I was also fortunate that the bar associations in the District, Virginia and Maryland were uniformly committed to civility and professionalism, and my scores of “cold calls” to leading practitioners—all of them strangers to me—were consistently met with generous assistance and advice on all aspects of legal practice, including trying cases, jury selection, civil procedure, and brief writing. So, while there were no lawyers within my own firm who were able to mentor or guide my development, lawyers in the community, like John Lenahan, a former AUSA who joined the IP practice at Crowell & Moring, selflessly gave of their time and experience to help me become well trained. All of these lawyers have either passed away or retired at this point, but I am not sure that kind of uniform generosity still exists today. Fortunately, most established law practices consider it a part of their mission to provide mentoring outreach and legal training for new lawyers entering the profession from diverse backgrounds and across gender lines. Nevertheless, no great acumen is needed to realize that there is still much to be done in this area.

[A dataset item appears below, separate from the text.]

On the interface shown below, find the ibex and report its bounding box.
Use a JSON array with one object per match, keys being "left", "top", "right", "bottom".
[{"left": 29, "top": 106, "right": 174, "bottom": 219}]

I “ended up in a patent firm” because of my jury trial expertise. For the first 18 years of my career, I spent a significant amount of my time as a partner at one of the country’s largest law firms trying cases to juries involving product liability issues on behalf of automotive and equipment manufacturers and medical cases on behalf of physicians and hospitals. Over that time, I had tried some 60 cases or more to juries and was engaged in teaching trial practice at the University of Virginia Trial Advocacy College, where I am now a Co-Director. For years, Finnegan sent (and still does) several of its experienced associates to that program for training. My demonstrations (versus nationally recognized lawyers), lectures, and critiques eventually gained the notice of Finnegan‘s management, which invited me to join the partnership in 2000. My experience in explaining and demonstrating complicated engineering and medical issues to juries blended well with the technical tutorials required in patent cases. And, as a result, the transition was a bit less complicated for me.